# Week 1, Day 5: Memory Hierarchy

**Time:** ~1 hour

**Goal:** Understand why memory access patterns determine GPU performance.

## The Challenge

A naive matmul kernel can be 10-50x slower than cuBLAS. Why? It's not about compute - modern GPUs have massive arithmetic throughput.

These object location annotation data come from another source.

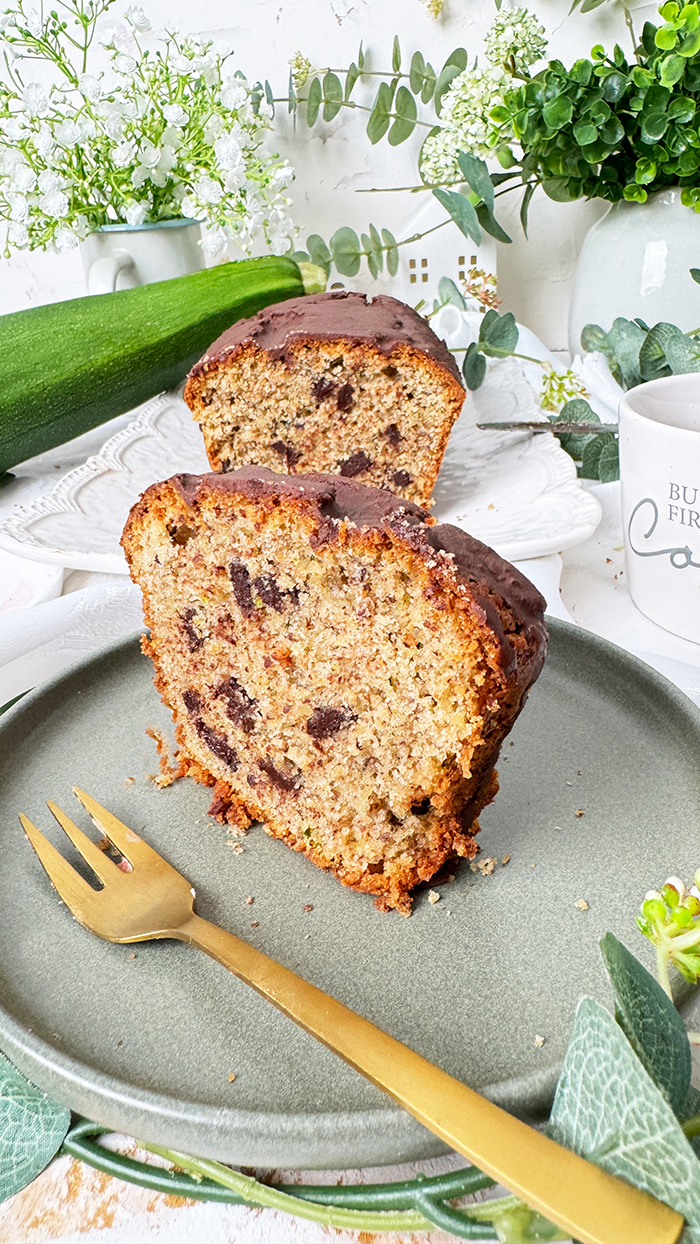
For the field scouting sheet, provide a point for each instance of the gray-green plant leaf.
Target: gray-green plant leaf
(346, 251)
(653, 355)
(608, 1110)
(463, 213)
(683, 355)
(476, 174)
(31, 1130)
(650, 1021)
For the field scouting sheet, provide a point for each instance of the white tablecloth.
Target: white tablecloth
(75, 1204)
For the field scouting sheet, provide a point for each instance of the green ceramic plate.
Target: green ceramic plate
(599, 800)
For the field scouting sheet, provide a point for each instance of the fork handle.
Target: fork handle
(581, 1198)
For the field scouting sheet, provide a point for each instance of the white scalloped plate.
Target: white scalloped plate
(515, 492)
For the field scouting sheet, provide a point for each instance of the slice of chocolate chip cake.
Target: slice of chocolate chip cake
(337, 667)
(332, 382)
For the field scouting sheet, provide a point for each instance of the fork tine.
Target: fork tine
(126, 841)
(75, 892)
(88, 850)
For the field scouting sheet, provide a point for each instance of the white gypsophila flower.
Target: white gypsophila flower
(516, 39)
(23, 179)
(123, 154)
(15, 129)
(49, 181)
(466, 123)
(175, 115)
(44, 142)
(55, 203)
(123, 64)
(234, 93)
(228, 152)
(19, 207)
(214, 241)
(65, 239)
(34, 24)
(137, 18)
(18, 234)
(136, 214)
(67, 133)
(208, 190)
(91, 87)
(35, 101)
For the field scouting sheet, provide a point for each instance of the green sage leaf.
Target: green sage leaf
(478, 178)
(628, 1130)
(461, 212)
(499, 334)
(313, 101)
(332, 96)
(650, 1021)
(683, 355)
(392, 251)
(474, 367)
(653, 353)
(489, 223)
(379, 117)
(405, 115)
(31, 1130)
(346, 251)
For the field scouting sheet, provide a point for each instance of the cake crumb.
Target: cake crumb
(170, 769)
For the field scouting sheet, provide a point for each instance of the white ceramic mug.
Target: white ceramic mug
(121, 256)
(659, 443)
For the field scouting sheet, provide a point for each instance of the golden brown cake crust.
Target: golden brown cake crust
(331, 382)
(338, 667)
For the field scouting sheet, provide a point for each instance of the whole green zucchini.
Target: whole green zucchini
(71, 366)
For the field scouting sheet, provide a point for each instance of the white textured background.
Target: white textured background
(333, 161)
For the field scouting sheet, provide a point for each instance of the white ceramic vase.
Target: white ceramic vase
(635, 261)
(121, 256)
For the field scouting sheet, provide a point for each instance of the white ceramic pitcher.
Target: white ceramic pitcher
(119, 256)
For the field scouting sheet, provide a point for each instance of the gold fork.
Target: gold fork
(154, 901)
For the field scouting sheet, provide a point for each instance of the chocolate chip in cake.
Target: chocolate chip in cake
(192, 700)
(269, 591)
(323, 387)
(240, 580)
(326, 720)
(194, 638)
(218, 744)
(345, 401)
(356, 465)
(289, 453)
(420, 809)
(240, 707)
(287, 783)
(180, 534)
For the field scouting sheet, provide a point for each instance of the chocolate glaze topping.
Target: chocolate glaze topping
(383, 321)
(484, 572)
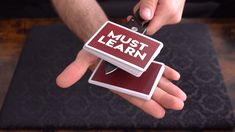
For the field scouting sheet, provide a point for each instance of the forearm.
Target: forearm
(83, 17)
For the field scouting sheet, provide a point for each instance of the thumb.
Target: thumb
(74, 71)
(147, 8)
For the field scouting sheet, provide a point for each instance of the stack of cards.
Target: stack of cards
(133, 53)
(129, 50)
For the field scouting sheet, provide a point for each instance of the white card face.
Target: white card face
(142, 87)
(123, 46)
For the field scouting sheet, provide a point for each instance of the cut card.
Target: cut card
(121, 81)
(124, 48)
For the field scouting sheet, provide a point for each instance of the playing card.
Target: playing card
(121, 81)
(124, 48)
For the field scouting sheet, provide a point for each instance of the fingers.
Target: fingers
(171, 89)
(151, 107)
(76, 69)
(147, 8)
(171, 74)
(167, 100)
(167, 12)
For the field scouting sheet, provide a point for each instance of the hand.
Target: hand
(166, 96)
(160, 12)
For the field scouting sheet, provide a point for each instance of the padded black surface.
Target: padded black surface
(34, 100)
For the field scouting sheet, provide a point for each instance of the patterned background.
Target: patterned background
(34, 100)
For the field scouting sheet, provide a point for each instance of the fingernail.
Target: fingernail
(184, 96)
(147, 13)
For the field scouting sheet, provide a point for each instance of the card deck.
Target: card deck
(121, 81)
(124, 48)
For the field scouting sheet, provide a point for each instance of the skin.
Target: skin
(84, 17)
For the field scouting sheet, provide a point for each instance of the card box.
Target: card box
(121, 81)
(124, 48)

The bottleneck is **memory bandwidth**.

Today we'll learn:
1. The GPU memory hierarchy
2. Why coalescing matters (10-100x impact)
3. How to think about arithmetic intensity

In [None]:
import numpy as np
import time

try:
    import torch
    import triton
    import triton.language as tl
    GPU_AVAILABLE = True
except ImportError:
    GPU_AVAILABLE = False
    print("GPU libraries not available - conceptual content still applies")

---
## Step 1: The Challenge (5 min)

**The latency gap is enormous:**

| Memory Level | Latency | Bandwidth |
|-------------|---------|----------|
| Registers | ~1 cycle | ~20 TB/s |
| Shared Memory (SMEM) | ~20 cycles | ~20 TB/s |
| L2 Cache | ~200 cycles | ~10 TB/s |
| HBM (Global) | ~400 cycles | ~2-8 TB/s |

**Key insight:** Reading from HBM takes 400x longer than from registers!

In [None]:
# Visualize the latency gap
latencies = {
    'Registers': 1,
    'Shared Memory': 20,
    'L2 Cache': 200,
    'HBM (Global)': 400,
}

print("Memory Latency Comparison (normalized to registers)")
print("=" * 60)
for name, latency in latencies.items():
    bar = "#" * (latency // 5)
    print(f"{name:20} | {bar} {latency}x")

---
## Step 2: Explore - Memory Coalescing (15 min)

### What is Coalescing?

When threads in a warp access memory, the hardware tries to **combine** their requests into as few transactions as possible.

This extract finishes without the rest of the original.